When the first cells developed, how could they bring molecules from the environment into their living interior without the specialized structures found on the modern cell membrane? A research team from Massachusetts General Hospital (MGH) has found that the sort of very simple membrane that may have been present on primitive cells can easily allow small molecules - including the building blocks of RNA and DNA - to pass through. Their report will appear in the journal Nature and is receiving early online release.
"We have found that membranes made from fatty acids and related molecules - the most likely components of primitive cell membranes - have properties very different from those of the modern cell membrane, which uses specialized pumps, channels or pores to control what gets in and out," says Jack Szostak, PhD, of the MGH Department of Molecular Biology and Center for Computational and Integrative Biology, the report's senior author. "Our report shows that very primitive cells may have absorbed nutrients from their environment, rather than having to manufacture needed materials internally, which supports one of two competing theories about fundamental properties of these cells."

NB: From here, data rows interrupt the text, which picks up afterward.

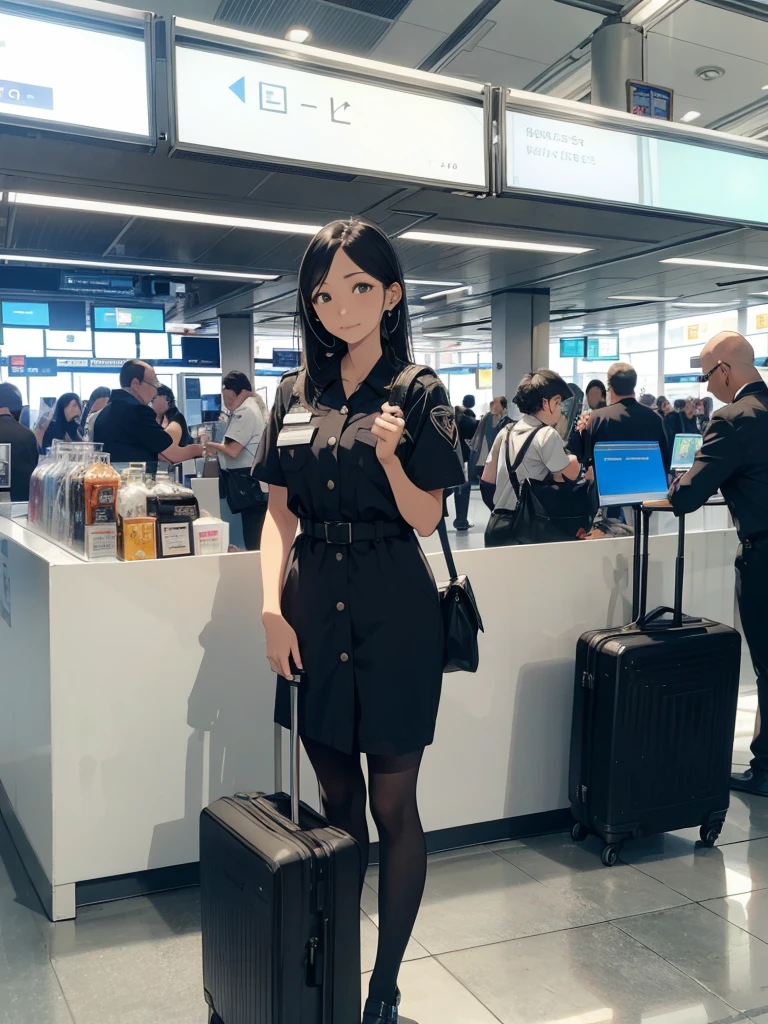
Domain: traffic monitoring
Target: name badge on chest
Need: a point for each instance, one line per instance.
(296, 419)
(293, 436)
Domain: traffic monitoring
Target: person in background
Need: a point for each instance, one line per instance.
(466, 422)
(733, 459)
(540, 399)
(596, 395)
(128, 428)
(487, 430)
(624, 419)
(64, 424)
(99, 397)
(24, 449)
(248, 418)
(168, 416)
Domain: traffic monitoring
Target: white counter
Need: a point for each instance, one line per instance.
(132, 694)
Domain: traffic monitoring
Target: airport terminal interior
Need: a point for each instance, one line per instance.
(569, 184)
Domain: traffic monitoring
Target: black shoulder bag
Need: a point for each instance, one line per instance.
(500, 531)
(461, 619)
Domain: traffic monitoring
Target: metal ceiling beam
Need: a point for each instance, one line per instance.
(454, 43)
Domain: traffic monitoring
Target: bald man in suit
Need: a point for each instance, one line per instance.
(734, 460)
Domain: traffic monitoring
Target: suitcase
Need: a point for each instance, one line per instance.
(280, 903)
(654, 713)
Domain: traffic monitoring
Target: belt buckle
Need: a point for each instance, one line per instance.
(338, 525)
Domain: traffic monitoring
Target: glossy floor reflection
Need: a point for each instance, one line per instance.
(527, 932)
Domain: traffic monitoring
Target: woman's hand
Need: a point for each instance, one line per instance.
(388, 428)
(282, 643)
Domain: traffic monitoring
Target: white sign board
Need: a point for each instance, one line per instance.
(84, 78)
(567, 159)
(241, 105)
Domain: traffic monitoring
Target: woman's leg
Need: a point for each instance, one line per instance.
(343, 788)
(402, 868)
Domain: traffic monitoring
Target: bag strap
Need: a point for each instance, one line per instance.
(512, 469)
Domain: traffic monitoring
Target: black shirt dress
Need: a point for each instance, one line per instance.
(367, 614)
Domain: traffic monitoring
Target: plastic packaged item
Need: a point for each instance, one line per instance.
(211, 536)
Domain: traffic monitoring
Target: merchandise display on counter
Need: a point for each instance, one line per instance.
(81, 502)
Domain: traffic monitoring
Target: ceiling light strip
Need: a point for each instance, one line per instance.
(186, 271)
(494, 243)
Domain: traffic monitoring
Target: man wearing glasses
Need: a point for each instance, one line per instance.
(128, 428)
(734, 460)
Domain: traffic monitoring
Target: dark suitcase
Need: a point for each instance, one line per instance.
(654, 713)
(280, 903)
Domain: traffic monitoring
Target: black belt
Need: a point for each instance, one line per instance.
(351, 532)
(755, 541)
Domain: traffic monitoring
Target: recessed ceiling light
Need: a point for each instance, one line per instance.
(159, 213)
(690, 261)
(642, 298)
(471, 240)
(186, 271)
(435, 284)
(710, 73)
(448, 291)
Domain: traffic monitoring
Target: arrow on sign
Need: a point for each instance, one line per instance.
(239, 88)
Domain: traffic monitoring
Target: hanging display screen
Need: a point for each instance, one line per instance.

How nutrients could get into cells without the specialized mechanisms of the modern cell membrane has been a mystery. The environment in which primitive cells formed probably included many types of fatty acids, which could have been supplied through a couple of scenarios. Fatty-acid molecules could have been formed by the action of heat and minerals deep beneath the earth's surface and then brought to the surface through deep-sea vents, hot springs or geysers; or they could have come to the earth's surface on meteorites. No matter the original source, when fatty acids are concentrated in water, they will naturally assemble into membranes which then close into tiny spherical structures called vesicles.
Szostak's team carefully analyzed vesicles comprised of different fatty acid molecules and identified particular features that made membranes more or less permeable to potential nutrient molecules. They found that, while large molecules such as strands of DNA or RNA could not pass through fatty acid membranes, the simple sugar molecules and individual nucleotides that make up larger nucleic acids easily crossed the membrane.
To further explore the function of a fatty acid cell membrane, the researchers used activated nucleotides they developed for this study that will copy a DNA template strand without needing the polymerase enzyme usually required for DNA replication. After placing template molecules inside fatty-acid vesicles and adding the activated nucleotides to the external environment, they found that additional DNA was formed within the vesicles, confirming that the nucleotide molecules were passing through the fatty-acid membranes.
"Today we have complex cells living in a chemically simple environment, but the primitive environment was chemically very complex, allowing for the synthesis of complex organic chemicals that cannot be formed in today's environment," Szostak explains. "We think that the first cells were very simple and assembled from molecules present in localized environments on the early earth."
For many years, Szostak's team has been working on the development of a 'protocell' that would replicate probable features of the earth's first cells. "The chemistry of nucleic acid replication is the remaining hard part," he says. "We're putting a lot of effort into nucleic acid chemistry, but there are also other interesting and important questions - like how cells made the transition from very leaky early membranes to today's very impermeable membranes - that we are starting to study."
The Alex Rich Distinguished Investigator in Molecular Biology at MGH, Szostak is a professor of Genetics at Harvard Medical School and a Howard Hughes Medical Institute investigator. The study was supported by grants from the NASA Exobiology Program, the National Science Foundation and the National Institutes of Health. Sheref Mansy, PhD, is the lead author of the Nature article, and additional co-authors are Jason Schrum, Mathangi Krishnamurthy, PhD, Sylvia Tobe and Douglas Treco, PhD, all of the MGH Department of Molecular Biology.
Massachusetts General Hospital (www.massgeneral.org), established in 1811, is the original and largest teaching hospital of Harvard Medical School. The MGH conducts the largest hospital-based research program in the United States, with an annual research budget of more than $500 million and major research centers in AIDS, cardiovascular research, cancer, computational and integrative biology, cutaneous biology, human genetics, medical imaging, neurodegenerative disorders, regenerative medicine, systems biology, transplantation biology and photomedicine.